Getting electrical power restored faster after hurricanes such as Irma and Matthew is the goal of the new Florida Power & Light service center that opened Wednesday in Jupiter.
“We want our technicians out of the gate quicker. They will be focused on getting the power up and running,” said Bryan Olnick, FPL Vice President of Distribution Operations.
Built to withstand a Category 5 storm, the 25,000-square-foot, two-story building is part of FPL’s overall plan to improve service center buildings and response times for repairs.
The $6 million Jupiter service center, on the southwest corner of Delaware Boulevard and Indiantown Road, is the first of its kind to open in Palm Beach County. Eleven more similar service centers are being built in the FPL 35-county service area. One is near Old Boynton Beach Road west of Interstate 95 in Boynton Beach.
More than 100 FPL “storm riders” can stay at the new service center in Jupiter. They will sleep on cots that are now in storage in the building. Office workers will occupy the building the rest of the time.

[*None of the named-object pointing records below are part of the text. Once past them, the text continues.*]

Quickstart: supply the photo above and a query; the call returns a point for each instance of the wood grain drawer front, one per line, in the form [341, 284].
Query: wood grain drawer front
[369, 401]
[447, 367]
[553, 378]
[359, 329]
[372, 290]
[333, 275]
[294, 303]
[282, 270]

Also on display Wednesday was one of the four FPL portable emergency operation center vehicles technicians use to locate and monitor power outages. Packed with electronics and view screens, the converted mobile home monitors FPL electric and communication systems during storms. It also receives data from drones launched into inaccessible areas.
Monitors on a wall show a road map of the FPL service area. Outlines of tiny red vehicles stop and start on the streets on the screen. They look like an Uber vehicle moving on a cell phone.

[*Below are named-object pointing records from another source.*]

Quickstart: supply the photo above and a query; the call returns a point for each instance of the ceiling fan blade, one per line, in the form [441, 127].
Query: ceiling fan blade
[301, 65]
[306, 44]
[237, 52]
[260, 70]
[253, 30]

“Those are FPL repair vehicles. We can tell where they are,” said Sake Irfan, who is with FPL’s distribution engineering lead.
The former FPL service center at the Indiantown Road location was demolished. The new two-story FPL building is four times as large.
Juno Beach-based FPL has invested more than $3 billion since 2006 to build what it calls a stronger, smarter and more storm-resilient energy grid.
About 680,000 Palm Beach County customers lost power during Hurrice Irma. About 100,000 county customers lost power during Hurricane Matthew, which skirted Palm Beach County’s coast, then traveled up the state’s east coast.